11. An isolated pulsar spins down because a) the pulsar radiates energy which comes out of the spin of the star. b) the pulsar is being slowed by matter falling onto its surface. c) the pulsar is being slowed by collisions with other neutron stars. d) Isolated pulsars do not spin down, they spin-up (rotate faster). 12. A pulsar pulses because a) the star is undergoing rapid increases and decreases in its surface temperature and diameter. b) the fusion process at the surface of the star is turning on and off at a rapid rate. c) the light from the star is being emitted from the magnetic poles of the star that are rotating around at a rapid rate. d) the light from the star is turning on and off at a rapid rate for some unknown reason. 13. The density of matter in a neutron star is a) about the same as the density of lead on the Earth. b) about the same as the density of matter in a white dwarf star. c) less than the density of normal matter on the Earth. d) about one hundred trillion times the density of water on Earth. 14. An x-ray burster is a) a blast of x-rays coming from the collapse of a white dwarf star that exceeds the Chandrasekhar limit. b) a blast of x-rays coming from a helium flash occurring at the surface of a neutron star. c) a blast of x-rays coming from a hydrogen flash occurring at the surface of a white dwarf star. d) a blast of x-rays coming from the collapse of a neutron star that exceeds its mass limit. 15. The H-R diagram of a very young stellar cluster will have a) stars scattered all over the graph. b) only main sequence stars of low mass and a few white dwarfs. c) main sequence stars up to 4 or 5 solar masses along with red giants and white dwarfs. d) main sequence stars of all masses, protostars still evolving towards the main sequence and very few of any other types.

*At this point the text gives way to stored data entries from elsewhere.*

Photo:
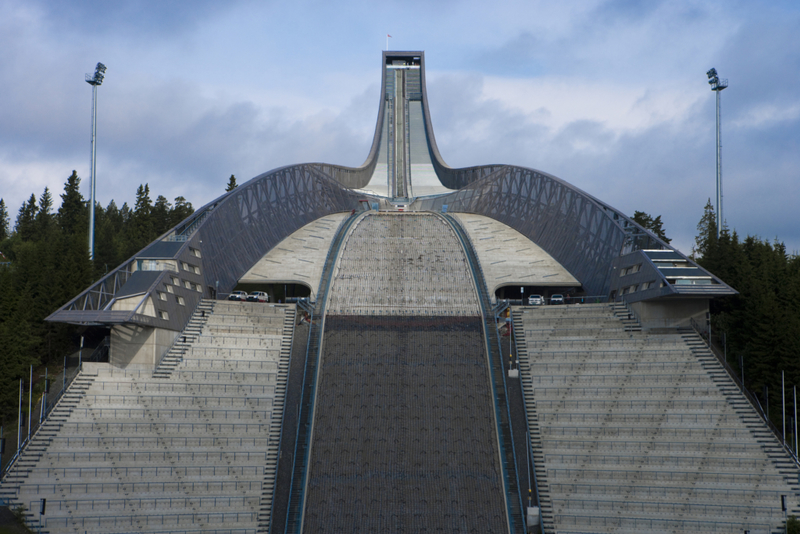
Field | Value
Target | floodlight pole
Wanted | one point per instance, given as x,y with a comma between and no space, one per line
94,81
717,86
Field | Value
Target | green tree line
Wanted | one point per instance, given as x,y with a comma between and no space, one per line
760,327
44,263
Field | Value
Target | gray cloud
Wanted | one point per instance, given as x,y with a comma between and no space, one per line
243,102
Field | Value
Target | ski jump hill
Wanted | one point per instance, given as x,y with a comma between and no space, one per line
398,379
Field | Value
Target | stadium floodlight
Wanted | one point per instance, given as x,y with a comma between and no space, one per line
718,85
94,80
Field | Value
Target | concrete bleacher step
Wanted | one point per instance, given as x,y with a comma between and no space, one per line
581,456
271,467
183,342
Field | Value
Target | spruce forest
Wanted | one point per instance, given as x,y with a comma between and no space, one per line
44,263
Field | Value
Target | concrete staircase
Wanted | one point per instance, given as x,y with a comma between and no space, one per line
192,449
542,486
40,441
273,449
183,342
636,431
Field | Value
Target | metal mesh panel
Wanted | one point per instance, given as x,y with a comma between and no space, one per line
404,435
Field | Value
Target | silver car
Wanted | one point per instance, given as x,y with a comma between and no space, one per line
535,300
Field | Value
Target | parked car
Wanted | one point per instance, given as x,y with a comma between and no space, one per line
535,300
258,296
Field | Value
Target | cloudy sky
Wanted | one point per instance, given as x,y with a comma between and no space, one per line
608,95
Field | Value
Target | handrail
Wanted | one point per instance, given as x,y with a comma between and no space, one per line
180,336
529,440
749,396
67,376
294,515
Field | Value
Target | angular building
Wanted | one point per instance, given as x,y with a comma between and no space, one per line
398,380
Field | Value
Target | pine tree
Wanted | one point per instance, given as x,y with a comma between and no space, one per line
160,215
4,220
141,228
231,184
181,211
706,239
72,215
44,216
26,219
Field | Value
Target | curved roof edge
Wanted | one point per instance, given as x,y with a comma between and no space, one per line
585,235
219,243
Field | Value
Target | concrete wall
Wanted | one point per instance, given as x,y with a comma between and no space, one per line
670,312
139,345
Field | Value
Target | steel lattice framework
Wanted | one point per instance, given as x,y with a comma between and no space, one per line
222,240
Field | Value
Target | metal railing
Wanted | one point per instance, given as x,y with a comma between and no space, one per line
297,489
41,410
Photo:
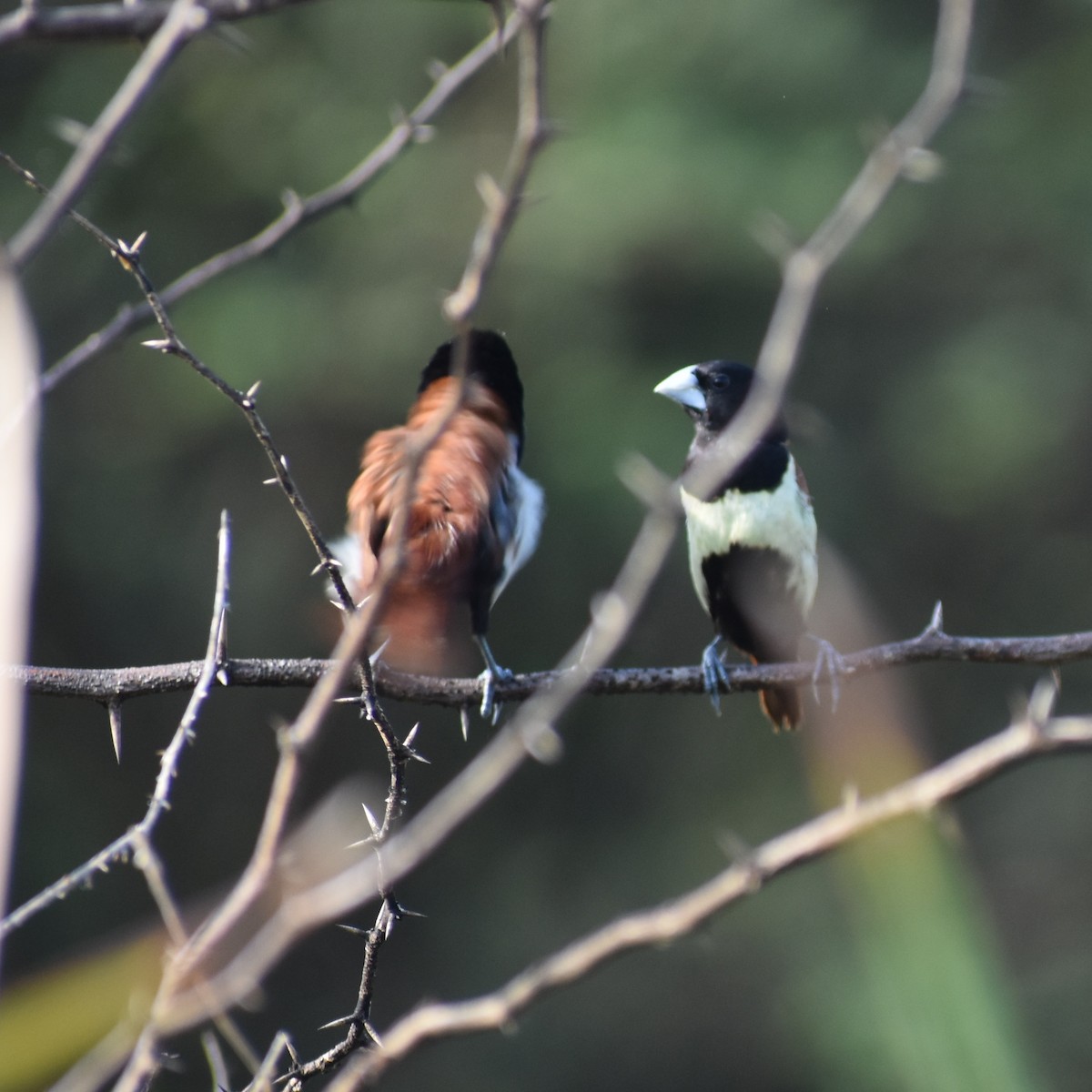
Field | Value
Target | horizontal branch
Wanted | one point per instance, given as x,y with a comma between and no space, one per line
933,644
107,21
675,918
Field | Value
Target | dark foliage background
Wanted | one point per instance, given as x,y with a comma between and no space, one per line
940,410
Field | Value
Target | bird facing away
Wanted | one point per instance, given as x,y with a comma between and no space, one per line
474,516
753,544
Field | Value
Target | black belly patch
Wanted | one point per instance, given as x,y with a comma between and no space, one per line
751,603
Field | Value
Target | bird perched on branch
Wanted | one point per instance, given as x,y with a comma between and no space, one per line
474,516
753,543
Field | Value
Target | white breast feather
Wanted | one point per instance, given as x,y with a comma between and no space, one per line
525,505
782,520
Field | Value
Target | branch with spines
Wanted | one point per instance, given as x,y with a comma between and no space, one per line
1032,735
409,129
131,19
932,645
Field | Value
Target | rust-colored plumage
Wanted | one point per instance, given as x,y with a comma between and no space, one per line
473,519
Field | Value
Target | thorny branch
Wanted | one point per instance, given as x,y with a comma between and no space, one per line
805,267
1016,745
185,971
932,644
408,130
185,20
126,20
124,847
188,995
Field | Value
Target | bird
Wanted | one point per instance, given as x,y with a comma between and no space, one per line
474,517
752,545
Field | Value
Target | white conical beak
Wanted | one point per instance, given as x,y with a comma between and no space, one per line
682,387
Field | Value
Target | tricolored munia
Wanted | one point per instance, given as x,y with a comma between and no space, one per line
474,517
753,543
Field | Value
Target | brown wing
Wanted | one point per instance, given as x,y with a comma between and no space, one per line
450,545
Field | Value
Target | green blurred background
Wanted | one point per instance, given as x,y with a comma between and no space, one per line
940,410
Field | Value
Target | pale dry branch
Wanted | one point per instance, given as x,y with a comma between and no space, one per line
805,268
918,796
532,732
140,836
503,202
185,20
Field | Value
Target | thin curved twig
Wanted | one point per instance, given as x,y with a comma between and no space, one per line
96,22
185,20
931,645
1016,746
298,212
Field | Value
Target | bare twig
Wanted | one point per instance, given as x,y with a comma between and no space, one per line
928,647
140,835
532,731
502,202
298,211
130,19
185,20
806,267
1016,745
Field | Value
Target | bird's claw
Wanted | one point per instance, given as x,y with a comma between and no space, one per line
831,664
490,678
713,674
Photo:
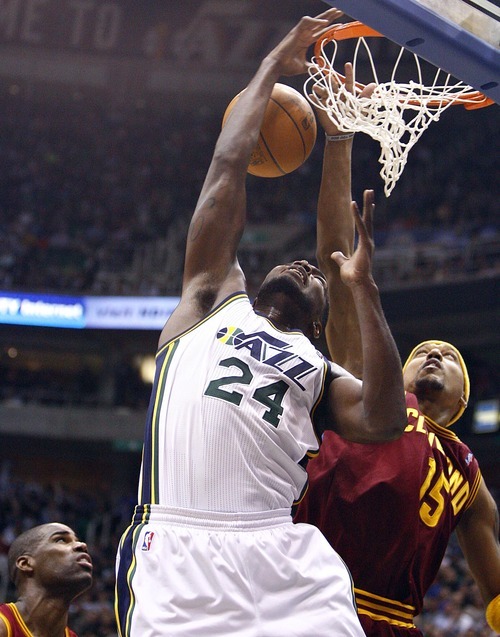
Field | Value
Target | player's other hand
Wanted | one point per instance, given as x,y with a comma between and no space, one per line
290,53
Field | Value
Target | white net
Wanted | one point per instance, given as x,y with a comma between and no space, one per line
395,114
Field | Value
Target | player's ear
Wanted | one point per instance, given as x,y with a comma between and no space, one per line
24,563
317,329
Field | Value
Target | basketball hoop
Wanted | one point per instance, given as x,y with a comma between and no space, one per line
382,114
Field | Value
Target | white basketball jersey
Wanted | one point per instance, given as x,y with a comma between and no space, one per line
230,416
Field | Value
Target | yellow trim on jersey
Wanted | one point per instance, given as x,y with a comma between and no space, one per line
4,619
21,622
474,489
233,297
381,608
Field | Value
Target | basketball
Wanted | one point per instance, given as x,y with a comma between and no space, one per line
287,135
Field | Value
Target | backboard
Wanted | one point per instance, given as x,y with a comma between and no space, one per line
462,37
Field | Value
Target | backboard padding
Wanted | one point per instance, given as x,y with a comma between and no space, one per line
435,38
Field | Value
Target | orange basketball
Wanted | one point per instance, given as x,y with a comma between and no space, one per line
287,135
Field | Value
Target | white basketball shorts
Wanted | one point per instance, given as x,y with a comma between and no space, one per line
199,574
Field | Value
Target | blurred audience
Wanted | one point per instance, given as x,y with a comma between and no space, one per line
453,606
97,201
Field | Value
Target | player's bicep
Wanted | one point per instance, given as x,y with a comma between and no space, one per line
346,408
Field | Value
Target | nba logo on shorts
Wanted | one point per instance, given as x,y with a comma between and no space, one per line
148,539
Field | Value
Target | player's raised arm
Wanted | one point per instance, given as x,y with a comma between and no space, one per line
374,409
335,232
211,269
477,533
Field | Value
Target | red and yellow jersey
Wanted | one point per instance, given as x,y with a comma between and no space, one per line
16,627
389,510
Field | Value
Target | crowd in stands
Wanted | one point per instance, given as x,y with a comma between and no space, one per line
97,200
453,606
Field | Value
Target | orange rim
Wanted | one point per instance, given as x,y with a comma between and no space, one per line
350,30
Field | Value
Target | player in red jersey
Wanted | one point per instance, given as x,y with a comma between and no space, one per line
50,568
398,502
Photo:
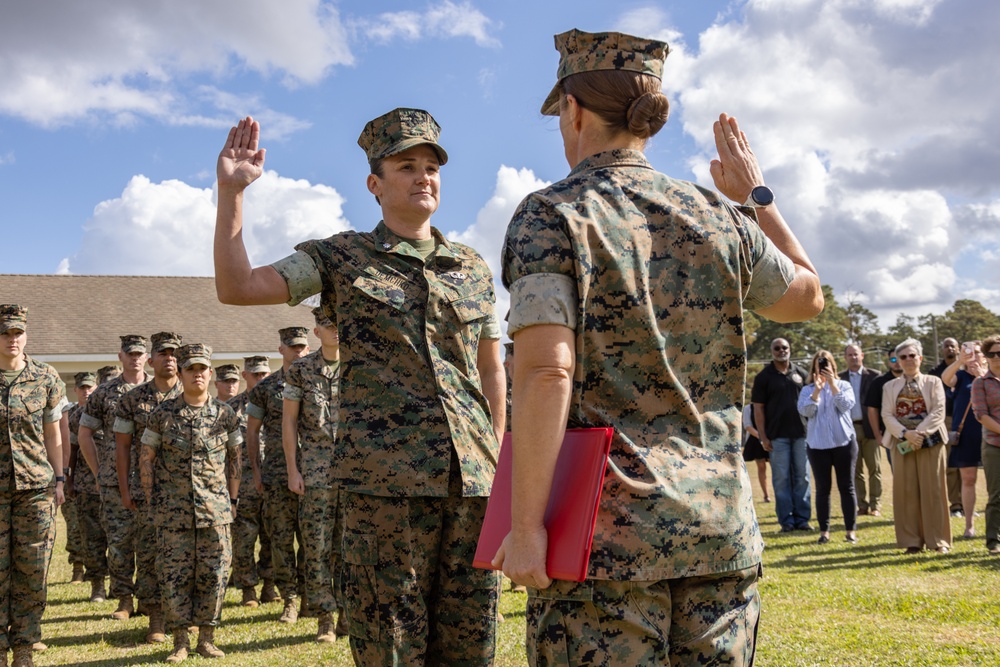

16. The H-R diagram of a very old stellar cluster will have a) only low mass main sequence stars with a solar mass or less, a few red giants and lots of white dwarf stars. b) stars scattered all over the graph with a large number of supergiants and white dwarfs as well as main sequence stars of all mass. c) main sequence stars up to 4 or 5 solar masses along with red giants and white dwarfs. d) main sequence stars of all masses and very few of any other types. Short Answer Questions 1. Describe the CNO cycle. What is different about it and the proton-proton cycle? Why do only high mass stars burn hydrogen this way and not low mass stars? 2. Describe a Cepheid variable star. Why are these types of stars important to determining distances in astronomy? What kinds of stars are they? 3. Describe the sequence of events in a Type II supernova beginning with an onion-layered core through the formation of a pulsar. 4. Describe the lighthouse model of a pulsar. Why does it pulse, what causes it to radiate, what are the typical periods of the pulses and how long do the pulses last? 5. Describe an X-ray binary. Why is it creating x-rays? What type of system does it occur in? 6. Describe how an HR diagram of a cluster can be used to determine its age. Why is it important to observe lots of different clusters and do HR diagrams of them? What do we learn by observing a wide range of clusters?